Análise sobre IA e apropriação de atores. Demonstra-se a proteção legal no Brasil via súmula 403 STJ, LGPD e Direitos Conexos, exigindo urgência na regulação ética.

quinta-feira, 27 de novembro de 2025

Atualizado às 09:18

A recente introdução de "atores" inteiramente gerados por IA - Inteligência Artificial, como o caso da personagem Tilly Norwood, acendeu um debate global sobre o futuro da indústria cinematográfica. A promessa de redução drástica de custos de produção colide diretamente com preocupações cruciais sobre direitos, ética e o próprio conceito de arte. Este artigo analisa o fenômeno sob a ótica do ordenamento jurídico brasileiro, explorando os desafios e os robustos mecanismos de proteção existentes para os atores humanos, centrados na tutela dos direitos da personalidade e da identidade digital.

1. O cenário: Inovação tecnológica vs. proteção humana

O caso de Tilly Norwood, uma "atriz" de IA que busca representação em Hollywood, ilustra uma nova fronteira. Empresas como a Particle6 argumentam que a tecnologia pode otimizar produções, mas a reação da indústria foi imediata.
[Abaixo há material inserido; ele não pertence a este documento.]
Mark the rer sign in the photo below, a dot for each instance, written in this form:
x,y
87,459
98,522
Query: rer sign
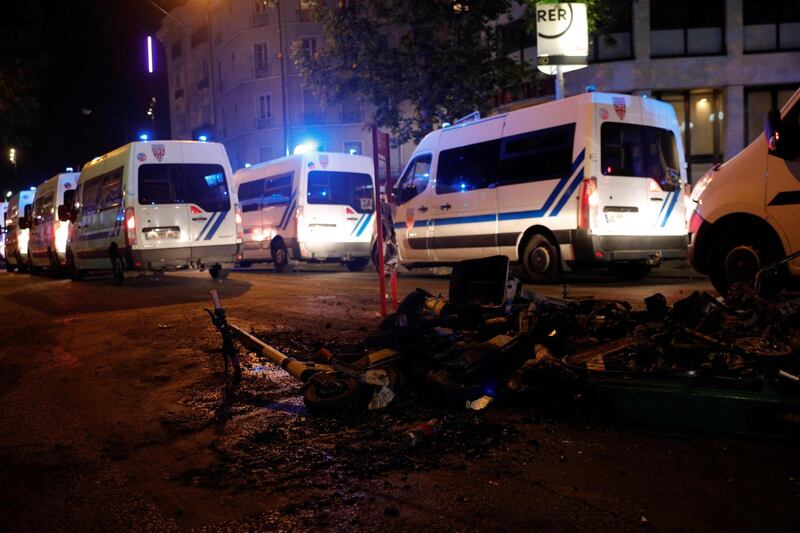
x,y
562,37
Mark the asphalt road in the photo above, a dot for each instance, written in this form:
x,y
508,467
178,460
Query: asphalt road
x,y
115,415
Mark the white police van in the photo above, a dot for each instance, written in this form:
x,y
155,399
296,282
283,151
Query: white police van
x,y
159,205
3,214
17,231
316,206
594,179
747,211
47,243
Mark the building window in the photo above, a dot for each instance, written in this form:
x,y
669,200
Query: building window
x,y
758,102
351,111
261,59
312,109
176,50
614,42
305,12
700,118
199,36
263,111
681,28
771,26
308,45
260,13
266,153
354,147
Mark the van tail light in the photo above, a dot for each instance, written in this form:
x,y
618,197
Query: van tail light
x,y
587,208
239,230
130,227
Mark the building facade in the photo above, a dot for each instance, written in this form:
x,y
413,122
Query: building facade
x,y
722,64
232,79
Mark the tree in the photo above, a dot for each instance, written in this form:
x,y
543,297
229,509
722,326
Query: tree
x,y
22,58
417,63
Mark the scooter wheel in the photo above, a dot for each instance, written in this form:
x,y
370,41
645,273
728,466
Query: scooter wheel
x,y
328,392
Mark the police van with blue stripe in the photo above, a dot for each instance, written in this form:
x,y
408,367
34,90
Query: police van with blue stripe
x,y
157,205
592,180
313,207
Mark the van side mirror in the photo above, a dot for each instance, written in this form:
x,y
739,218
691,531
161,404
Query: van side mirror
x,y
773,132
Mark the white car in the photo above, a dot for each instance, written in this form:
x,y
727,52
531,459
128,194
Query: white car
x,y
747,211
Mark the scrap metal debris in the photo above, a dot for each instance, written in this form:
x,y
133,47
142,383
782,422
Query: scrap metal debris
x,y
489,338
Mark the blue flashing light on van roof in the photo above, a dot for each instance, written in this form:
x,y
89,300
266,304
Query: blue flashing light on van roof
x,y
305,147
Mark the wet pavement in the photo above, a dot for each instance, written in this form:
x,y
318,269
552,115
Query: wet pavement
x,y
115,415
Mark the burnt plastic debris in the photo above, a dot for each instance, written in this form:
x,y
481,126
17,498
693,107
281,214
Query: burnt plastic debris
x,y
420,433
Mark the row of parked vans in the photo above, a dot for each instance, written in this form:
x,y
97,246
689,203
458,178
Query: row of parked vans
x,y
593,180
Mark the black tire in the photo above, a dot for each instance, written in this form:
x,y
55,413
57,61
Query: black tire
x,y
357,265
217,272
541,260
280,257
630,271
117,269
327,392
75,274
737,255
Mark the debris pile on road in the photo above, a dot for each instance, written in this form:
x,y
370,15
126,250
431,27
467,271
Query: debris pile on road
x,y
489,338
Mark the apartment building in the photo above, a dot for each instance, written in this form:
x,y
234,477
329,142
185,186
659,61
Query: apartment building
x,y
231,79
721,64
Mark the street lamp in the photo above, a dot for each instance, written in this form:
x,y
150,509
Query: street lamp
x,y
12,156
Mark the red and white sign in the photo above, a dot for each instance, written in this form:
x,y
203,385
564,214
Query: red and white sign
x,y
619,107
159,151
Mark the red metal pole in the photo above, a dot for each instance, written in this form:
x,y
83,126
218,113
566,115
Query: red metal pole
x,y
379,218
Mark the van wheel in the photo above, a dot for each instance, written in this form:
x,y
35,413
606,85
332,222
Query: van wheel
x,y
357,265
737,256
118,270
55,266
217,272
630,271
280,257
541,261
75,274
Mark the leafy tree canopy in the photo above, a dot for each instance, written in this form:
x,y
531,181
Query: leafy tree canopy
x,y
417,63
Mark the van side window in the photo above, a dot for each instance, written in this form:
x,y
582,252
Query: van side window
x,y
279,190
416,176
90,193
466,168
537,155
111,190
250,195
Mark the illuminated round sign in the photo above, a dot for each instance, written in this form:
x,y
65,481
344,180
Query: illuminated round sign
x,y
562,36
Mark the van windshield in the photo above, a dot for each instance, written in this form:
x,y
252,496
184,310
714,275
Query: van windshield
x,y
639,151
187,183
341,188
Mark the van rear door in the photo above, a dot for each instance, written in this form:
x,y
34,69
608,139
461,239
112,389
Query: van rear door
x,y
340,205
640,191
184,204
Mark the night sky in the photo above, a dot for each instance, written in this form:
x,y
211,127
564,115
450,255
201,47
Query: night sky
x,y
96,60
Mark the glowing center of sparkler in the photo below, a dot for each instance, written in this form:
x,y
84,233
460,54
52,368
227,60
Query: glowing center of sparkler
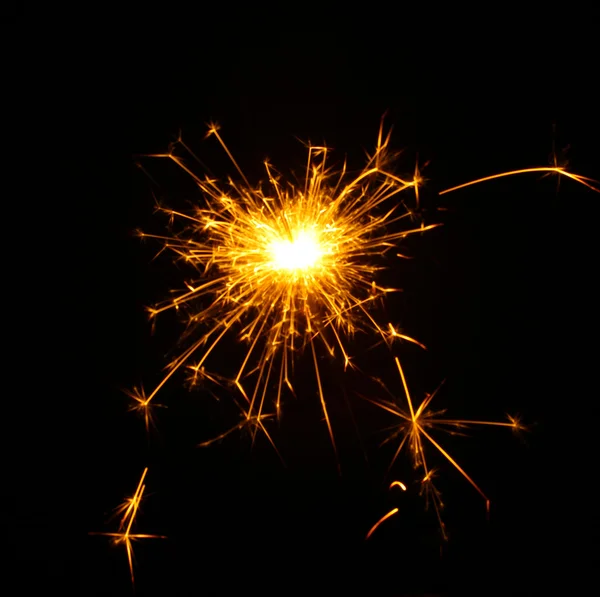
x,y
301,253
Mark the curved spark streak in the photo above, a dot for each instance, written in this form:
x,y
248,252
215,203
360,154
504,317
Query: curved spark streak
x,y
285,268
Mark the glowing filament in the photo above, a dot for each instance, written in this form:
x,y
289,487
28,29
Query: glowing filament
x,y
301,253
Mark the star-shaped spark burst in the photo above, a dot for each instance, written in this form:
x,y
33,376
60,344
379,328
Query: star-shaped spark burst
x,y
283,268
415,432
128,511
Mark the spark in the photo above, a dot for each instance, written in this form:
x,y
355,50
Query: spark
x,y
390,513
584,180
414,430
129,509
284,268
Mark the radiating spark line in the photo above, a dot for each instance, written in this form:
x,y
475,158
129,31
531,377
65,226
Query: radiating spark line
x,y
391,512
129,509
415,427
558,170
382,519
287,267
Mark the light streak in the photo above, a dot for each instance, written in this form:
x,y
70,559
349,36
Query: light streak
x,y
284,268
129,509
415,432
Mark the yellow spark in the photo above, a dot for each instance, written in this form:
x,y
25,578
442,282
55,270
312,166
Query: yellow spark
x,y
416,426
129,509
584,180
382,519
390,513
284,267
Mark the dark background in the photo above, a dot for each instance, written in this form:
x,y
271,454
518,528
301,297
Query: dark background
x,y
503,295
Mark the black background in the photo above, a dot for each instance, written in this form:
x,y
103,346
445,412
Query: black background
x,y
503,295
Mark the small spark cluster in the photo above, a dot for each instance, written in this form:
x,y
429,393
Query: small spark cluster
x,y
128,511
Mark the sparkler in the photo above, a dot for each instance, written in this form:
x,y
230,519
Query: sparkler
x,y
129,509
284,268
415,428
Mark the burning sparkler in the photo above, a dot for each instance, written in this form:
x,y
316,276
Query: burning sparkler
x,y
415,430
129,509
285,268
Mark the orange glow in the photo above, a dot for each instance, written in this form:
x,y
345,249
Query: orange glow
x,y
283,268
129,509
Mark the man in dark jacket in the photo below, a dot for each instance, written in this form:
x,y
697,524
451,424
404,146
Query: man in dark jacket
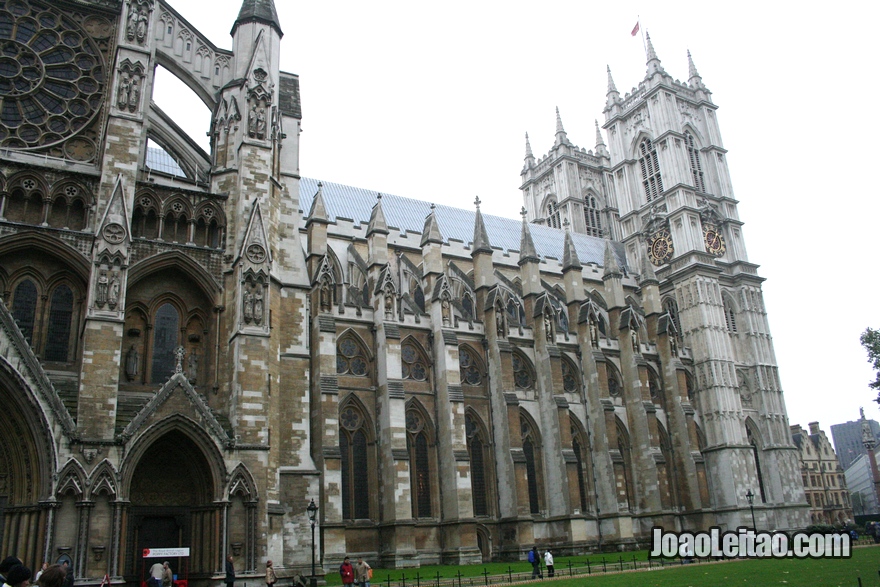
x,y
230,572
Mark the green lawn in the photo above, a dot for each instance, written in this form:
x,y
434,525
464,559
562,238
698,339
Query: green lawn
x,y
864,564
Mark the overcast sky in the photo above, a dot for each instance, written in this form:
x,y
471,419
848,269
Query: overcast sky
x,y
431,101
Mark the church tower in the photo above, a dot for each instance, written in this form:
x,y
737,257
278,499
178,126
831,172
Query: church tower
x,y
668,172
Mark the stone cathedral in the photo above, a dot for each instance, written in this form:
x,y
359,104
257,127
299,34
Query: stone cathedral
x,y
194,345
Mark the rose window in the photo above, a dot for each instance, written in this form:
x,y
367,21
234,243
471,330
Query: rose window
x,y
51,76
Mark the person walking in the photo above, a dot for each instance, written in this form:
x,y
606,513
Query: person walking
x,y
271,578
363,572
535,559
230,572
347,572
548,562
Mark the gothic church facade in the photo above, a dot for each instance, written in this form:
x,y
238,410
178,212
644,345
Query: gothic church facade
x,y
191,352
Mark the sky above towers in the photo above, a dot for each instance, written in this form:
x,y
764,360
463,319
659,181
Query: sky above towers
x,y
432,101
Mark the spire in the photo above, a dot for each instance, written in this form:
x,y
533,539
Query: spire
x,y
561,137
431,231
653,61
612,267
318,211
481,237
259,11
647,274
377,218
569,251
527,250
612,89
694,78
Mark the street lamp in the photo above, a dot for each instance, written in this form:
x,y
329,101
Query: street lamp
x,y
751,497
313,517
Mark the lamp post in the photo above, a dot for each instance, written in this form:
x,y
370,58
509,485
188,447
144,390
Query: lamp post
x,y
313,518
751,497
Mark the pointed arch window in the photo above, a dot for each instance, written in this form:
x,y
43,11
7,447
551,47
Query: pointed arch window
x,y
60,317
577,445
592,216
470,372
522,373
553,215
24,307
166,331
476,452
350,357
649,164
729,315
420,464
530,446
415,366
694,160
355,466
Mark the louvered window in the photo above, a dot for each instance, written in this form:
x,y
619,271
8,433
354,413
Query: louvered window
x,y
650,166
694,160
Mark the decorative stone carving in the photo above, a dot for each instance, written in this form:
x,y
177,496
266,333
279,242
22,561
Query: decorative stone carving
x,y
132,363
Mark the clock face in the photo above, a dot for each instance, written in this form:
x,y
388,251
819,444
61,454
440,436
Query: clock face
x,y
660,247
714,240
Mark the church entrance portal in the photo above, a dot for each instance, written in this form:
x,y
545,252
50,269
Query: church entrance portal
x,y
172,505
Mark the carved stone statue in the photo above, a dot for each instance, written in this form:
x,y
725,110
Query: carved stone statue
x,y
134,95
101,295
113,293
326,303
252,122
258,305
192,367
248,306
124,91
132,363
594,333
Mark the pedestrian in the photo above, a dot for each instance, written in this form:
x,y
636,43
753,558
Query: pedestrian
x,y
39,574
53,576
230,572
155,579
271,578
6,564
347,572
363,572
535,559
548,562
18,576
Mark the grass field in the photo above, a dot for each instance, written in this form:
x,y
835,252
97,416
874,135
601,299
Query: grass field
x,y
864,564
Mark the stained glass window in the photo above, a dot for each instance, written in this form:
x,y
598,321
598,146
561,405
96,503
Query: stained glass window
x,y
24,307
413,363
522,375
60,316
350,358
470,374
166,331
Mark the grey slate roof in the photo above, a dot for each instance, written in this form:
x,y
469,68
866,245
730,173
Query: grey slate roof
x,y
261,10
407,215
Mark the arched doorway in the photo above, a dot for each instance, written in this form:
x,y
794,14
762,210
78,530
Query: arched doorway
x,y
26,459
172,505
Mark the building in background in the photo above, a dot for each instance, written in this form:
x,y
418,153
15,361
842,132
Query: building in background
x,y
824,483
194,345
848,443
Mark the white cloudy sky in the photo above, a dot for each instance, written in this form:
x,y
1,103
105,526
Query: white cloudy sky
x,y
431,100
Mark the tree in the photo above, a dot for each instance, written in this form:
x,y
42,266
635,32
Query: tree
x,y
870,339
O SAG-AFTRA, principal sindicato de atores dos EUA, posicionou-se firmemente contra a substituição de humanos por IA, defendendo que a criatividade deve permanecer centrada na experiência humana.

As preocupações levantadas por figuras como Whoopi Goldberg e Emily Blunt são pertinentes: a possibilidade de que essas IAs sejam treinadas com base em características e performances de inúmeros atores reais, sem consentimento ou a devida compensação, representa uma ameaça existencial à profissão e à autonomia artística.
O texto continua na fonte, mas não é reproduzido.